(ORDO NEWS) — American astronomers, in an article published in the journal Nature Astronomy, reported the first detection of binary quasars. Two such objects were recorded at once by the Hubble Space Telescope in the early Universe. Each of them is at least 10 billion years old.
Quasars are some of the brightest objects in the visible universe. It is believed that they represent active galactic nuclei at the initial stage of development, in which a supermassive black hole absorbs the surrounding material, forming an accretion disk. It is the source of extremely powerful radiation, tens and hundreds of times higher than the total luminosity of all stars in galaxies such as ours.
Quasars are scattered throughout the universe. Basically, these are very ancient objects that were formed in the early stages of its development, but they are located so far away that their light reaches the Earth only now. Scientists believe that there are many binary systems among them, but only with the advent of the Hubble telescope it became possible to see two separate objects inside a very bright spot.
Double quasars were discovered by specialists from the University of Illinois at Urbana-Champaign. First, using observations from the European Space Agency‘s Gaia space observatory and data from the Sloan Digital Sky Survey, they compiled a list of possible quasar pairs in the early universe.
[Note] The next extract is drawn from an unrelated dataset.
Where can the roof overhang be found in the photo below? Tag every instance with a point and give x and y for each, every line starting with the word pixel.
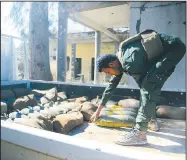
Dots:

First of all, they singled out those objects that showed slight oscillatory movements. These fluctuations, according to the researchers, could indicate random fluctuations in light, since each member of a pair of quasars changed brightness. Then the Hubble was pointed at them. Of the four targets set, two were confirmed.
“According to our estimates, in the distant Universe, there is one double for every thousand single quasars,” the first author of the article, Professor of Astronomy Yue Shen, quoted in a press release from the University of Illinois. “So finding these double quasars is like a needle in a haystack.”
The authors believe that quasars located next to each other are located in the centers of merging galaxies, and over time can unite into supermassive black holes, while generating gravitational waves.
Hubble images show that the quasars within each pair are only about 10,000 light-years apart. By comparison, the Sun is 26,000 light-years from the supermassive black hole at the center of our Galaxy.
“Quasars have had a tremendous impact on the formation of galaxies in the universe,” says fellow research participant Nadia Zakamska of Johns Hopkins University in Baltimore. “Finding binary quasars in this early era is important because we can now test our long-standing ideas about how black holes and their host galaxies evolved together.”
Scientists are confident in their result, although they say there is a small chance that the Hubble images captured double images of the same quasar, separated by gravitational lensing. This phenomenon occurs when the gravity of a massive foreground galaxy splits and amplifies the light from the background quasar into two mirror images. However, the researchers say this scenario is unlikely because Hubble did not detect any foreground galaxies near the two pairs of quasars.
To verify the correctness of their results, the authors conducted additional observations using the Gemini telescopes of the NOIRLab National Research Laboratory for Optical Infrared Astronomy, which confirmed the scientists’ conclusions.